PASSAGGIO A NORD-OVEST

1745_PASSAGGIO A NORD-OVEST (Northwest Passage), Stati Uniti 1940. Regia di King Vidor

L’obiettivo della missione era compiuto, ora non restava che riportare a casa la pelle, cosa tutt’altro che semplice considerata l’ostilità del territorio e del nemico. Langdon Towne (Robert Young) è ferito gravemente e fatica a camminare e il suo amico Hunk (Walter Brennan) chiede al comandante dei Rangers, l’intrepido Maggiore Robert Roger (un debordante energia Spencer Tracy) se può unirsi al suo gruppo per assisterlo.

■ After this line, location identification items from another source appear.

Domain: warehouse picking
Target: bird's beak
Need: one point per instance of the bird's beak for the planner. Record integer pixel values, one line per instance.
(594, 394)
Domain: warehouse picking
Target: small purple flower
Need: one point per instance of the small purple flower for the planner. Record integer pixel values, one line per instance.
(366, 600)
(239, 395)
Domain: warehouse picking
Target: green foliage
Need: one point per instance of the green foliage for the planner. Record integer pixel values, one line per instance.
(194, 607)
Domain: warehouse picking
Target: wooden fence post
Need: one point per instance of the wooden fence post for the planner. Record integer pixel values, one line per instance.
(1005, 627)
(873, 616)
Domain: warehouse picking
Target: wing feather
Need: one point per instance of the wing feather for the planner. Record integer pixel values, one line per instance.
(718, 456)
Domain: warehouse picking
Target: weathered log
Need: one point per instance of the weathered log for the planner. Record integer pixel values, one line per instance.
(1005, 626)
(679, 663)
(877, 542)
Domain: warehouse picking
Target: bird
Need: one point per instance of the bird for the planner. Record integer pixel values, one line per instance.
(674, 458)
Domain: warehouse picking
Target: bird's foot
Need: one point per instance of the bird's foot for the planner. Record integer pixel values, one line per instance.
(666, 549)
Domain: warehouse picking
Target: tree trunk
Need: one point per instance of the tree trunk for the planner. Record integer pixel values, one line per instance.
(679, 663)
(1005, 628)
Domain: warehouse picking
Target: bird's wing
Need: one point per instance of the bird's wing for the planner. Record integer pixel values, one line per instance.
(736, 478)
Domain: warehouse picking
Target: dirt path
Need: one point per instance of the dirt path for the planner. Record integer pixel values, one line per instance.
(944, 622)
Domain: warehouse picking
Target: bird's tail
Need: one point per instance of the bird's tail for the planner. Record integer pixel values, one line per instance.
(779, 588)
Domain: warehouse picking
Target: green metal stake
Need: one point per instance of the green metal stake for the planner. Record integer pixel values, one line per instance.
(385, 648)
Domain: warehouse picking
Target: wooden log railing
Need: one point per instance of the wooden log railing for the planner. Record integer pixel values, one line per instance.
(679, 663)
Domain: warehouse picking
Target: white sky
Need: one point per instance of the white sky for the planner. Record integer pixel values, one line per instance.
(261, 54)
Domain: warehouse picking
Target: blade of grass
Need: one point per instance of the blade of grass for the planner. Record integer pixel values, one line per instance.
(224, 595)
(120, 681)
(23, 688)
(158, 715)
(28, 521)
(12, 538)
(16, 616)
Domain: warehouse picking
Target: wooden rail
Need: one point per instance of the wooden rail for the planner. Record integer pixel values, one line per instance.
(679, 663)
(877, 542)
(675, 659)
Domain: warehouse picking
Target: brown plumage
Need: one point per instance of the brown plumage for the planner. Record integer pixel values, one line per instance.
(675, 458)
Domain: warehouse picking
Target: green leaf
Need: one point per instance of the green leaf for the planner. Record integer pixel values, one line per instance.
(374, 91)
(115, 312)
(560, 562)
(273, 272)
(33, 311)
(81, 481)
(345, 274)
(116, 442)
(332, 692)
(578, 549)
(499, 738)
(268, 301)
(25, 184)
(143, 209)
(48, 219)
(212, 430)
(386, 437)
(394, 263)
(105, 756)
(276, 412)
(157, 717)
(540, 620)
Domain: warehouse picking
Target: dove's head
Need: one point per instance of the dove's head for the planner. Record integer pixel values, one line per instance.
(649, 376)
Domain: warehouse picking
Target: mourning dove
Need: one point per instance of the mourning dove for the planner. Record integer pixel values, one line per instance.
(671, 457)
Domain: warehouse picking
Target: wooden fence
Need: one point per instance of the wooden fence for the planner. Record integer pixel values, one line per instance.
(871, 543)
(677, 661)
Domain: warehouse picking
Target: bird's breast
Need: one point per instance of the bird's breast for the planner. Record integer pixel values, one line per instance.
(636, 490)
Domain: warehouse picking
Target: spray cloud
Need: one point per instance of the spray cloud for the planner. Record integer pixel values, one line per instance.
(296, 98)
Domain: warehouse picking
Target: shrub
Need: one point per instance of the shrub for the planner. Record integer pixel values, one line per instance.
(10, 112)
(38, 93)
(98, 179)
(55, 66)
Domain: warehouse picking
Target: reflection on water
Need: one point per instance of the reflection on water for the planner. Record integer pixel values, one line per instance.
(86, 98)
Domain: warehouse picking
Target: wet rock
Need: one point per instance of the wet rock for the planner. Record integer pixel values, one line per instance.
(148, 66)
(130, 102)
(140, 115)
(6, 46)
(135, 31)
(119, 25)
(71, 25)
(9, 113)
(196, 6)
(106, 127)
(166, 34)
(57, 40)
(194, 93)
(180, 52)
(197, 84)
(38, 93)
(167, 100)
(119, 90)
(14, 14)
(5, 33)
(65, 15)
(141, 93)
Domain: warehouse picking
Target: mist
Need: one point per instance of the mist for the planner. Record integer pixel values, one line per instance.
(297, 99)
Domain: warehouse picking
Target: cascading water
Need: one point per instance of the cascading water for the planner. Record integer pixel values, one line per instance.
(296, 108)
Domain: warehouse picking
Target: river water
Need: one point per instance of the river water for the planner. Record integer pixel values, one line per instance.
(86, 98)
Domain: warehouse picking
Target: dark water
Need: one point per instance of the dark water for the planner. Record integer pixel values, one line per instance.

La risposta di Roger è, come suo solito, tranciante: “Gli sarai più utile tenendo a bada i francesi che cercando di badare a Towne quando è in gradi di bastare a sé stesso”. “Avete ragione, Maggiore”, ammette Hunk, e si incammina con il suo reparto; poi, però, si ferma e replica piccato “Ma non vorrei mai essere un uomo che non sbaglia mai come voi”. Roger non dà neanche il tempo al suo sottoposto di finire: “Non sono un uomo adesso ma un soldato a comando di uomini”. Hunk è zittito (e gli spettatori con lui). La musica si addolcisce, King Vidor cambia prospettiva lasciando il piano americano che includeva i due personaggi e riprende il solo Spencer Tracy in primo piano, che smorza il tono delle sue parole: “Se mi incontrerai quando non sarò quell’uomo forse ti farò compassione”. Hunk apprezza le parole e si scusa e il maggiore riprende subito il tono marziale: l’intermezzo umanitario è già finito. In questo breve ma significativo passaggio non c’è solo il senso di Passaggio a Nord-Ovest ma dell’intera civiltà occidentale, quella che Marshall McLuhan definiva alfabetizzata. Secondo il geniale studioso canadese l’estrema razionalizzazione del linguaggio introdotta dalla stampa a caratteri mobili inventata da Gutemberg, aveva contagiato l’intera nostra società, diventandone la caratteristica principale in ogni ambito. Passaggio a Nord-Ovest ne è una conferma e il suo protagonista, il maggiore Rogers, la perfetta incarnazione. Rogers non ha dubbi, non vacilla, tira dritto sulla sua strada, sia se c’è da trucidare un’intera tribù di Abenaki, sia se c’è da abbandonare un ferito al suo destino perché la missione viene prima di tutto.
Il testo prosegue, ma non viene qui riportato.